Change Status Who feels it
Residential rental tax at 10 percent Higher cost Resident landlords and potentially tenants
Card-processing fee withholding treatment Compliance Banks, processors and merchants
Tax amnesty to December 31, 2026 Relief Taxpayers with qualifying old debt
Virtual-asset information returns Reporting Platforms and reportable users
Individual filing deadline shortened From 2027 Individual annual filers
Proposed 25 percent phone excise Dropped Phone buyers avoid the proposed rise
Practical Steps

What to do now

LandlordRecalculate monthly residential rental tax and confirm that your property qualifies for the simplified regime.
BusinessAsk your payment provider how card-fee withholding will be handled and reconcile eTIMS with settlements.
KRA debtReview the ledger early enough to use the amnesty and resolve disputed assessments.
CryptoDownload histories and keep evidence of cost, proceeds, transfers and fees.
Individual filerPrepare for the April filing deadline that applies from 2027.
Frequently Asked Questions

Finance Act 2026 questions

Is the Finance Bill 2026 now law?

Yes. It was signed on June 23, 2026 and became the Finance Act 2026. Most provisions took effect on July 1.

Did it introduce a new tax on M-PESA transfers?

No. The Act changes tax treatment within payment infrastructure but does not tax every ordinary M-PESA transfer.

Did residential rental tax increase?

Yes. KRA guidance now reflects a 10 percent rate on gross rent for qualifying resident landlords.

When does the KRA tax amnesty end?

Qualifying principal tax must be paid by December 31, 2026.

Was the proposed 25 percent phone excise enacted?

No. Parliament dropped the increase and the proposed network-activation charging point.

Did PAYE rates increase?

No. The Act did not revise ordinary PAYE bands.

The Bottom Line

Targeted costs, useful relief and much stronger visibility

The Finance Act 2026 does not hit every Kenyan equally.
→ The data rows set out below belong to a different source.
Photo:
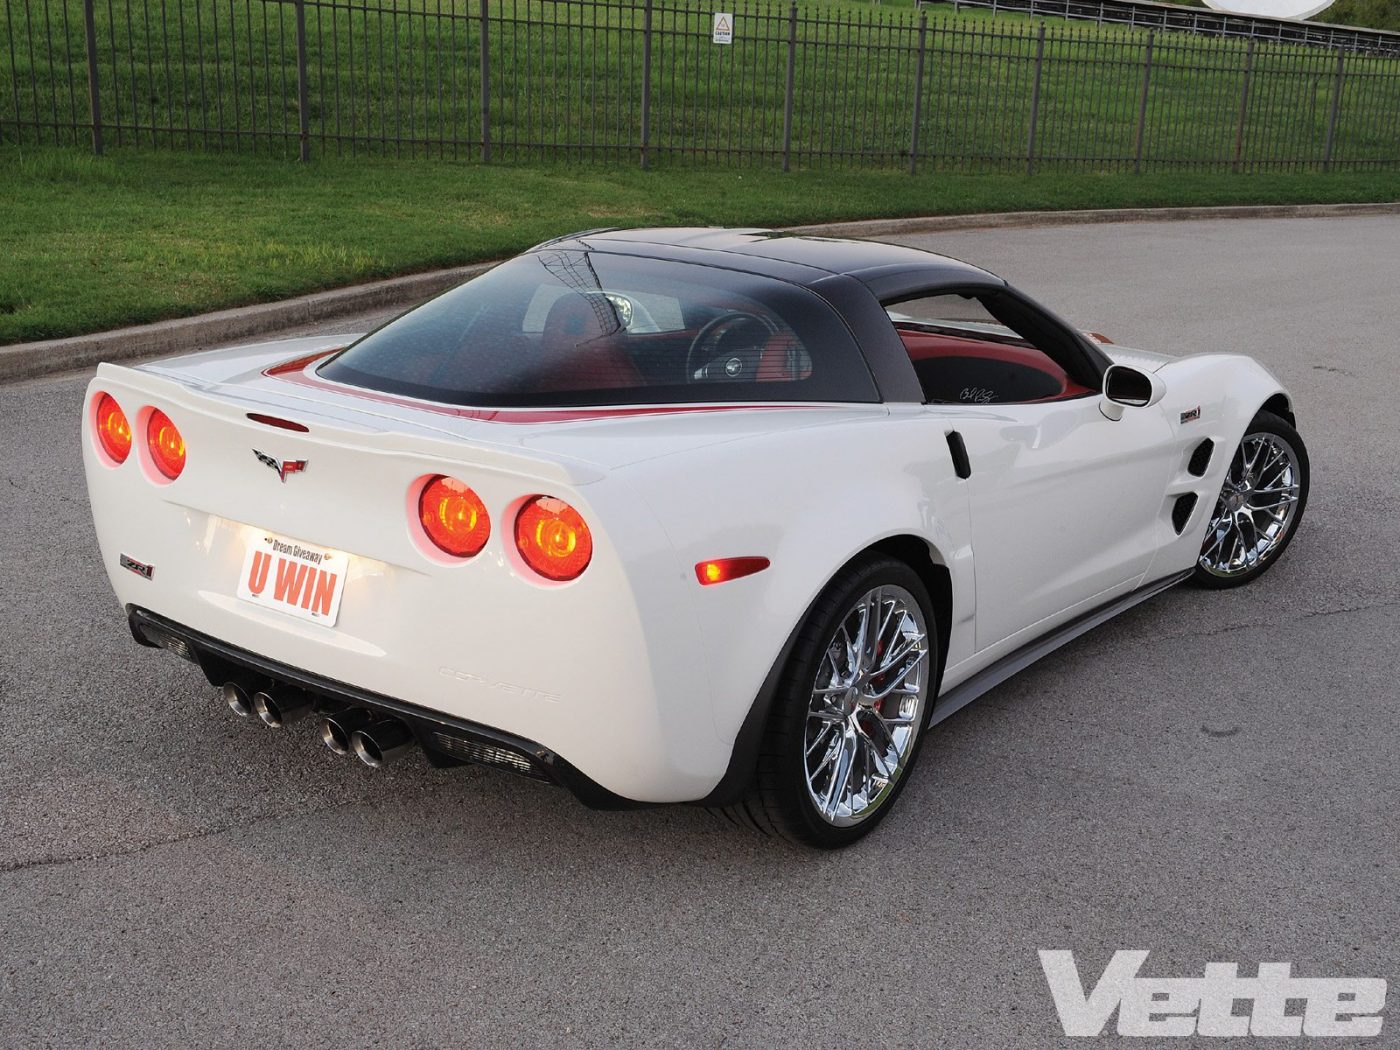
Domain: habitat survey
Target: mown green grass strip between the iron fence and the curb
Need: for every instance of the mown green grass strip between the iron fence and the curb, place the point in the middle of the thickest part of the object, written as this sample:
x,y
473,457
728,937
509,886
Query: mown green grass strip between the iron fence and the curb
x,y
141,236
A salaried worker with only PAYE income sees fewer direct changes than a landlord, card-payment business, crypto platform or taxpayer with old KRA debt.
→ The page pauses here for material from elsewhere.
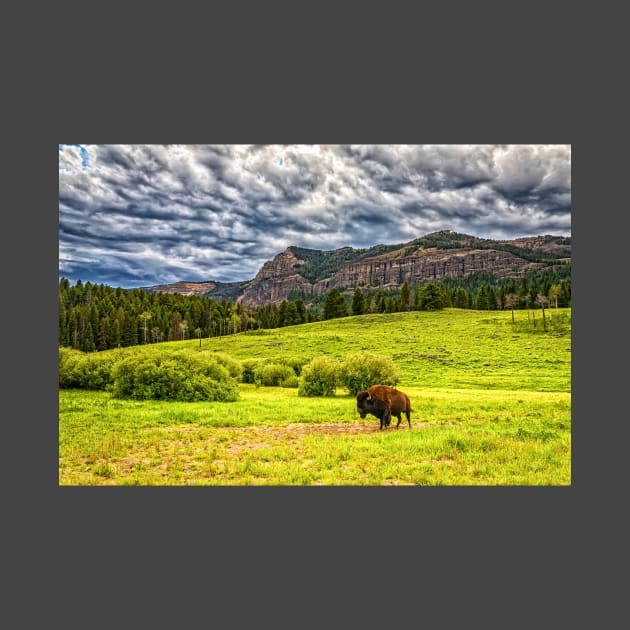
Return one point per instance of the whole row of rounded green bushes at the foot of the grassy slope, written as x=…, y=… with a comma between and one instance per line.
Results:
x=208, y=375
The most immediate household-facing change is the return of residential rental tax to 10 percent. The most useful relief is the amnesty. The most important long-term shift is KRA’s ability to compare declarations with digital records and platform reports.

Just as important are the proposals that did not survive. There is no new ordinary M-PESA transfer tax, the proposed 25 percent phone excise was dropped and the widely reported mitumba proposal did not become law in the form first described.

The safest habit is to read the final Act, not an early screenshot. In tax policy, the difference between proposed and enacted can be the difference between useful preparation and unnecessary panic.

Updated July 3, 2026. This is a public education resource, not individual legal or tax advice. Tax treatment depends on the facts, taxpayer status and later regulations or KRA guidance.